Le soleil régnait en maître aujourd'hui dans le ciel de New Caprica. C'était une chose assez rare et d'autant plus bienvenue pour qu'elle soit appréciée à sa juste valeur, vénérée même.

L'air semblait de fait, plus léger, tout semblait plus chaleureux, joyeux. Un bon présage pour cette journée particulière. Car en effet, ce jour était celui d'un nouveau départ pour Laura. Loin du fardeau de la Présidence et celui encore plus agonisant de la prophétie, elle allait redevenir ce qu'elle avait longtemps été, une enseignante.

Bien sûr, ce ne serait pas tout à fait comme avant. Elle ne pouvait plus désormais goûter au précieux anonymat qui accompagnait ce rôle plus simple. Il était trop tard pour ça, mais tant pis.
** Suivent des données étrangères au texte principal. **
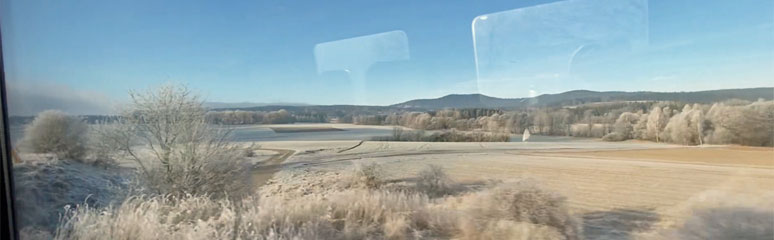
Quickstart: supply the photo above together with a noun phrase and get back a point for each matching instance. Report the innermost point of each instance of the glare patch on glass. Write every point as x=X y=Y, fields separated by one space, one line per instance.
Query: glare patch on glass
x=355 y=56
x=556 y=47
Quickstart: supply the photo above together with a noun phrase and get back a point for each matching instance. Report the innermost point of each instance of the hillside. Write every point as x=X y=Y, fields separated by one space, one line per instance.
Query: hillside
x=584 y=96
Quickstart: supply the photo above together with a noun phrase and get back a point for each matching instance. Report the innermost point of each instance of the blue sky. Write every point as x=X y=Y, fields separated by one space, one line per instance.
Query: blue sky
x=93 y=52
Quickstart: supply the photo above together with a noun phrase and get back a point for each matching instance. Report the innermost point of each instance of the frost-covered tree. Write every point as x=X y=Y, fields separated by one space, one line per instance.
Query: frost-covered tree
x=187 y=155
x=56 y=132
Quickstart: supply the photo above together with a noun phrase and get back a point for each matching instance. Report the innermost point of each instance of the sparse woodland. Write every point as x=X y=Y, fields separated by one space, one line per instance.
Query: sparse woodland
x=189 y=182
x=729 y=122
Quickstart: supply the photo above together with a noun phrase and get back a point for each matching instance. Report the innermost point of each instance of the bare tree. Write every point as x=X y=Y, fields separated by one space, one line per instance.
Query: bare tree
x=186 y=154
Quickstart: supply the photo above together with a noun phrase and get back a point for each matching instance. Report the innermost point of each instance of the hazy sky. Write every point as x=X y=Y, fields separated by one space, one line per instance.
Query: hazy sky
x=91 y=52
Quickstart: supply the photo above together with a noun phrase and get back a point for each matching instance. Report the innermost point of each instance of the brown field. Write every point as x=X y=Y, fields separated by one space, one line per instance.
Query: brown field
x=304 y=129
x=725 y=155
x=619 y=189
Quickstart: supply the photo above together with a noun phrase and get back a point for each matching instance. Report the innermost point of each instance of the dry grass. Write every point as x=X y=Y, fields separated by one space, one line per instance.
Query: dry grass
x=728 y=223
x=398 y=134
x=369 y=176
x=433 y=181
x=526 y=213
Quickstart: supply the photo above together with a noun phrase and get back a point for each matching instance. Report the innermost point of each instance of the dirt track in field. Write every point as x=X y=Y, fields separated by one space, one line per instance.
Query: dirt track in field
x=617 y=188
x=263 y=171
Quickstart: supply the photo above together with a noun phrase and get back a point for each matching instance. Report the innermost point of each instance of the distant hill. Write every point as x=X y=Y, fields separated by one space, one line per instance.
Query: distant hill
x=584 y=96
x=218 y=105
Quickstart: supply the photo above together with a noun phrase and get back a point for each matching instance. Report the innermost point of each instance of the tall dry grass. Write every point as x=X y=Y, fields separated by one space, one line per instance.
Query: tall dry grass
x=514 y=211
x=398 y=134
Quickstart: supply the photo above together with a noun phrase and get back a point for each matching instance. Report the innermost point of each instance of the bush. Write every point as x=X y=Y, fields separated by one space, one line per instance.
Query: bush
x=349 y=214
x=434 y=181
x=524 y=202
x=56 y=132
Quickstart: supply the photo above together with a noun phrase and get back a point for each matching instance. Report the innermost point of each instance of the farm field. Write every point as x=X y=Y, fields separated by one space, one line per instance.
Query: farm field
x=619 y=189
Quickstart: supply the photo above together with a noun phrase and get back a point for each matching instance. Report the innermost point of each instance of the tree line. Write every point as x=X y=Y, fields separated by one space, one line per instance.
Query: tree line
x=281 y=116
x=729 y=122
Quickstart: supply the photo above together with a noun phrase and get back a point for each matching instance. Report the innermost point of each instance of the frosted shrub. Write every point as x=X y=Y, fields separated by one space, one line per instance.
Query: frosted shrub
x=56 y=132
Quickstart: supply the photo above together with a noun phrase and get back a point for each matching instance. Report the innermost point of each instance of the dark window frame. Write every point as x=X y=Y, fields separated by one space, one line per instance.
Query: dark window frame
x=7 y=211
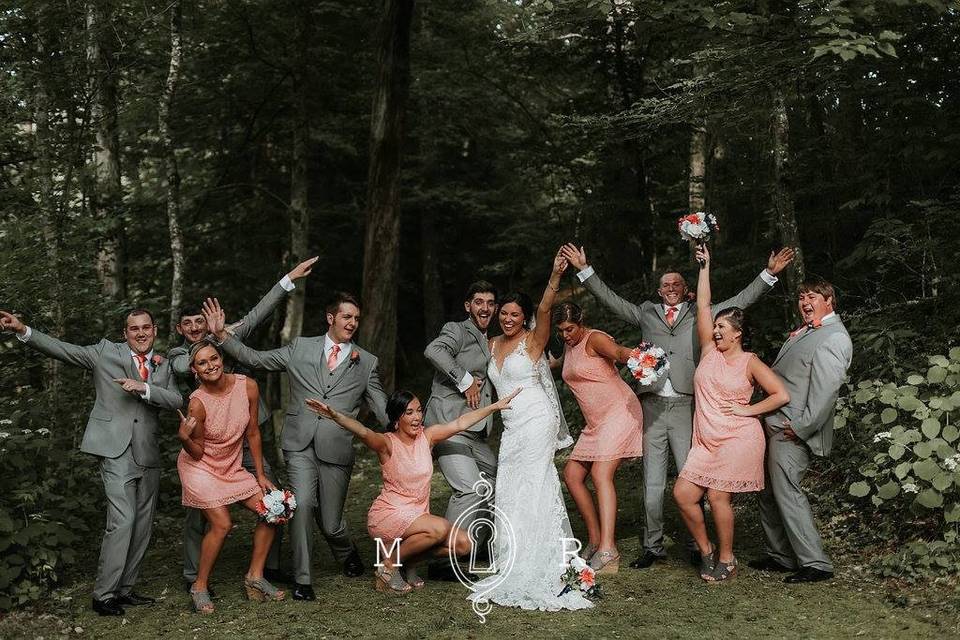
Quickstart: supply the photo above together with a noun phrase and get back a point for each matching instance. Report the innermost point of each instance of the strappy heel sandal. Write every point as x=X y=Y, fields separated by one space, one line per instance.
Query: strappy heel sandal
x=724 y=571
x=390 y=582
x=708 y=563
x=605 y=562
x=411 y=578
x=201 y=602
x=261 y=590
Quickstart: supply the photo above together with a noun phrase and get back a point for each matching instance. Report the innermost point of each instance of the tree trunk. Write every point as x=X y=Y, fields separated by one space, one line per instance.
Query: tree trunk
x=106 y=198
x=381 y=258
x=784 y=214
x=170 y=166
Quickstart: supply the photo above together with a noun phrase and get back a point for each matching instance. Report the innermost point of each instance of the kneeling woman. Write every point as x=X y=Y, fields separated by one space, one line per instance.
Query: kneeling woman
x=726 y=456
x=402 y=510
x=222 y=411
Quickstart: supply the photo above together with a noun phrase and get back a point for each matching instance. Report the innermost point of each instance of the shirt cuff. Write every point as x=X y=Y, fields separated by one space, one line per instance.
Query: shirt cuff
x=465 y=382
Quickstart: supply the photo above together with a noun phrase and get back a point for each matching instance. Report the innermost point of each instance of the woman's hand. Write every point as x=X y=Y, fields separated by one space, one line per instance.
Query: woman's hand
x=504 y=403
x=736 y=409
x=703 y=255
x=320 y=408
x=187 y=424
x=265 y=484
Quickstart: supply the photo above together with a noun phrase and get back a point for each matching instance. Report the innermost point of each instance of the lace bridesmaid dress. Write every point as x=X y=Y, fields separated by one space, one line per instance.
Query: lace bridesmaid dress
x=612 y=411
x=406 y=489
x=218 y=478
x=727 y=451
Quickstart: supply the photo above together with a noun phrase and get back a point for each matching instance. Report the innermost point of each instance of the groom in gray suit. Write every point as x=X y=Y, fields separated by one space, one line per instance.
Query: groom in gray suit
x=131 y=384
x=193 y=327
x=668 y=408
x=318 y=453
x=460 y=355
x=813 y=363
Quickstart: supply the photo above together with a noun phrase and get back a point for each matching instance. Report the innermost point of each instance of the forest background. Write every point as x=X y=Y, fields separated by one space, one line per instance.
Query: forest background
x=155 y=153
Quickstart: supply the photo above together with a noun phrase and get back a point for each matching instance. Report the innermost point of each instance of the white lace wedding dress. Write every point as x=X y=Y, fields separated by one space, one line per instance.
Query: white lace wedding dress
x=528 y=493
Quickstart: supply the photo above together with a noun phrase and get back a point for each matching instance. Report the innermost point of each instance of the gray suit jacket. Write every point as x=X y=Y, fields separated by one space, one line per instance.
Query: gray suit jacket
x=679 y=341
x=459 y=348
x=813 y=366
x=118 y=419
x=354 y=381
x=179 y=356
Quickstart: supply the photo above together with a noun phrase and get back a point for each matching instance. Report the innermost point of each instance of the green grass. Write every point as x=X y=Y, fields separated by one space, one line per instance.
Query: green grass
x=667 y=601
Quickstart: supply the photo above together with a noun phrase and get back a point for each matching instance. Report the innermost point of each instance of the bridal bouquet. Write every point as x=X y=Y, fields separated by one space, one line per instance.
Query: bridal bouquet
x=277 y=506
x=581 y=577
x=648 y=363
x=697 y=227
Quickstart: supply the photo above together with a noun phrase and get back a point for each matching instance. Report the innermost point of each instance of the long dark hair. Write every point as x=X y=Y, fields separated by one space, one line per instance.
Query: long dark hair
x=396 y=405
x=525 y=303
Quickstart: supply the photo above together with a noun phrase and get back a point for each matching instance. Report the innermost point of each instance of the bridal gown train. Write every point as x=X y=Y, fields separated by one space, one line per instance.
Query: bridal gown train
x=528 y=492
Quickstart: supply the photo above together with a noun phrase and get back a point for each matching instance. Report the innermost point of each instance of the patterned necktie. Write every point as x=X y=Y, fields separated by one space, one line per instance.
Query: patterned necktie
x=671 y=314
x=332 y=358
x=142 y=366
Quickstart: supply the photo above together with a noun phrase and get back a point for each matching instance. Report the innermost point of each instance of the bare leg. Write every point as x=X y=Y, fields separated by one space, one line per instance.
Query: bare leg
x=688 y=497
x=574 y=476
x=722 y=510
x=212 y=543
x=602 y=474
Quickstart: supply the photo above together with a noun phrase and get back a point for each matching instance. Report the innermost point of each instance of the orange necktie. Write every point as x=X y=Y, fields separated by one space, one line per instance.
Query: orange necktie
x=142 y=366
x=332 y=358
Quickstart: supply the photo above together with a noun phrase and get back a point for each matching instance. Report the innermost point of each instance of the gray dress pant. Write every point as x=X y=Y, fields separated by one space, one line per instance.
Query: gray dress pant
x=321 y=489
x=791 y=533
x=667 y=422
x=131 y=492
x=461 y=459
x=195 y=527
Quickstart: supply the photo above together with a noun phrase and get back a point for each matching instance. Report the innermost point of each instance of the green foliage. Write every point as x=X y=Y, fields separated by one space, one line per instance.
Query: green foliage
x=910 y=465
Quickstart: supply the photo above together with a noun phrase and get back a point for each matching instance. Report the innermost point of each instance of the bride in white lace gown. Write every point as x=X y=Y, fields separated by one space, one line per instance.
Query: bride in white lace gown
x=528 y=491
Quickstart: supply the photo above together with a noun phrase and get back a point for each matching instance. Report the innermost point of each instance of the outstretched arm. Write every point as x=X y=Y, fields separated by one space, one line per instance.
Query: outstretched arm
x=441 y=432
x=541 y=333
x=704 y=312
x=375 y=441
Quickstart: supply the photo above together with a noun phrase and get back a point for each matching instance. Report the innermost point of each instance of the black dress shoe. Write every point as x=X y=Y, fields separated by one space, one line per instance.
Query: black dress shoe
x=134 y=599
x=353 y=565
x=108 y=607
x=278 y=576
x=808 y=574
x=303 y=592
x=645 y=561
x=767 y=563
L'insouciance des enfants, la légèreté de leur rire, l'enthousiasme de leurs découvertes seraient bien assez pour lui faire oublier ce « léger » désagrément.

Et puis surtout, elle avait Bill.

Un sourire sur les lèvres, elle rassembla ses quelques affaires et sortit de sa tente et ferma les liens de ce qui servait de porte d'entrée pour enfin, prendre le chemin de son école.

Certes, pour l'instant, ce n'était rien de mieux qu'un petit chapiteau à peine plus grand que son humble « foyer », mais cela devrait faire l'affaire jusqu'à ce que les constructions en dur ne sortent de terre et que des locaux, plus dignes de l'éducation de la dernière génération de survivants de l'holocauste, ne lui soient enfin fournis.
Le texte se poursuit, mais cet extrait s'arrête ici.